Distinguer les « bons » des « mauvais » musulmans. Enquête dans les archives du ministère de l’Intérieur des années 1990
Résumé
Le présent chapitre vise à affiner notre compréhension de la fabrique d’un « problème musulman » en se focalisant sur le rôle des conseillers du ministre de l’Intérieur et des agents de renseignements lors de la séquence historique correspondant au milieu des années 1990. Ce faisant, il poursuit une démarche initiée par d’autres sur les catégories d’entendement mobilisées par les agents de l’État afin de cartographier l’islam de France. L’hypothèse du chapitre est qu’on assiste à cette période à l’hybridation de deux types de rationalité politique : une rationalité sécuritaire, essentiellement répressive vis-à-vis d’acteurs musulmans perçus comme étrangers et prééminente lors du mandat de Charles Pasqua comme ministre, de mars 1993 à mai 1995, et une rationalité intégrationniste, visant à faire émerger un « islam républicain », s’affirmant sous le mandat de Jean-Pierre Chevènement de juin 1997 à août 2000. Cette hybridation progressive est particulièrement perceptible dans les activités de classement et de hiérarchisation mises en œuvre par différents services du ministère, qui ont directement trait aux entreprises de cooptation, de canalisation et de disqualification analysées en introduction de cet ouvrage.

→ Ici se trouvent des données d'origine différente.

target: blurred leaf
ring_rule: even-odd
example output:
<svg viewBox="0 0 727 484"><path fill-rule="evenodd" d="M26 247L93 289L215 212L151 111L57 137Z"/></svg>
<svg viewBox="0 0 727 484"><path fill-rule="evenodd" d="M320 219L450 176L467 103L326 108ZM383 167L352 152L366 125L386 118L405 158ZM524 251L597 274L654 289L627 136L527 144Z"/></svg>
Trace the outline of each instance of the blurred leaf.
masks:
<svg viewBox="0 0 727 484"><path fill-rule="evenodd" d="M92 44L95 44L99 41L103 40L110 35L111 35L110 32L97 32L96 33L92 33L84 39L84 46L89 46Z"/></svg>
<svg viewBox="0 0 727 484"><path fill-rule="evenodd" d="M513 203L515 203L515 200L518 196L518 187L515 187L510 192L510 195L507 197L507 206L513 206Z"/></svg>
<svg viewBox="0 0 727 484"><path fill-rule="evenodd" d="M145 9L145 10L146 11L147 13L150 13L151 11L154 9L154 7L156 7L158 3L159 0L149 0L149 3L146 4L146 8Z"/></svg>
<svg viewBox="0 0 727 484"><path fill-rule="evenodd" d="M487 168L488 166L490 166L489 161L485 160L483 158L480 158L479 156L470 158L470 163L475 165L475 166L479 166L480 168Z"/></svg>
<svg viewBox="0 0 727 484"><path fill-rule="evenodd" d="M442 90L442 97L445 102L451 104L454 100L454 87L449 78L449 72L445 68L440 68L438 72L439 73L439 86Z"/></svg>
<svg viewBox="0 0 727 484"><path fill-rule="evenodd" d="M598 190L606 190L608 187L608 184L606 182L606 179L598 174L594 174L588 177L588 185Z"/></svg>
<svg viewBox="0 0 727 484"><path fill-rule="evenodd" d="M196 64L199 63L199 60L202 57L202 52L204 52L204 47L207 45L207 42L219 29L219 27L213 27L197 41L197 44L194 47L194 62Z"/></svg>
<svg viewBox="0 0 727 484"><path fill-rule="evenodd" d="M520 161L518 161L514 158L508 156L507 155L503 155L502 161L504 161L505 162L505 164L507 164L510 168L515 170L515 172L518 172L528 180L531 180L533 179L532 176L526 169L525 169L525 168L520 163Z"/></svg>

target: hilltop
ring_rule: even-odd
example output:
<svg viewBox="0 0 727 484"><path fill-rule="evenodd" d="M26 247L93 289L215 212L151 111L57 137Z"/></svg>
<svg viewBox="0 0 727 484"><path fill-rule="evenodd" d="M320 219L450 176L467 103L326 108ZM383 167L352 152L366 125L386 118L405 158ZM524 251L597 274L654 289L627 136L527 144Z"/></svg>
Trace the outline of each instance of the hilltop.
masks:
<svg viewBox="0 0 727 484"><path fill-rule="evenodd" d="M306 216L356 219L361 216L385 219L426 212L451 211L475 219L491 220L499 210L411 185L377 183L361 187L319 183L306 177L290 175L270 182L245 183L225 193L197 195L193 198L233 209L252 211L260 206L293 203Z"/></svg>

Les critères de distinction entre « bons » et « mauvais » musulmans évoluent et surtout, ces derniers font l’objet d’un important travail de différentiation visant à déterminer ceux qui peuvent prendre place à la « table de la République » et ceux qui doivent en être exclus, dans la perspective du futur Conseil français du culte musulman mis en place en 2003.